I don't get it. If they have Starz, why not HBO and Sho? Will they be added at a later date?

I think most of the stuff on DOD is useless.

Just my opinion.


----------



## houskamp (Sep 14, 2006)

one word: BETA


----------



## Stuart Sweet (Jun 19, 2006)

Mr. Houskamp is right... On Demand just doesn't have all the content yet. I hope those are added, as well as broadcast networks.


----------



## MEJHarrison (Sep 27, 2003)

Stuart Sweet said:


> I hope those are added, as well as broadcast networks.


I'd absolutely LOVE to see broadcast networks added. It would be nice to not have to worry about a missed recording. It would be nice to not have to worry about sports preempting something I'm waiting on. It would be nice to not have to worry about storms causing me to miss part/all of my shows. It would be nice to not have to worry about my OTA having issues.


----------



## DCSholtis (Aug 7, 2002)

FYI...Showtime On Demand has been added. Just not opened yet but I now have 1537 Showtime listed on my HR20.


----------



## jtn (Oct 18, 2007)

If you subscribe to it, you should have access to it. Cable TV let's you have access to whatever you subscribe to. Premium channels or not.


----------



## TWJR (May 17, 2007)

DCSholtis said:


> FYI...Showtime On Demand has been added. Just not opened yet but I now have 1537 Showtime listed on my HR20.


Seems to be working. I just started downloading Brotherhood.


----------



## DCSholtis (Aug 7, 2002)

TWJR said:


> Seems to be working. I just started downloading Brotherhood.

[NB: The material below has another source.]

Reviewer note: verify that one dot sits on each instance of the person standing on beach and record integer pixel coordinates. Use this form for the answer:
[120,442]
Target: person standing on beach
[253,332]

Cool I didn't know if it was active yet. Thanks!


----------



## gulfwarvet (Mar 7, 2007)

working here as well, although i don't like the white fonts with the really bright white screen.


----------



## RonH (Jul 25, 2007)

MEJHarrison said:


> I'd absolutely LOVE to see broadcast networks added. It would be nice to not have to worry about a missed recording. It would be nice to not have to worry about sports preempting something I'm waiting on. It would be nice to not have to worry about storms causing me to miss part/all of my shows. It would be nice to not have to worry about my OTA having issues.


I am with you on the Network deal it will be nice. It will interesting how Sports programming does. I have recorded some football games forgot to set it to go say 30 extra minutes or so then game goes long and I miss the end....


----------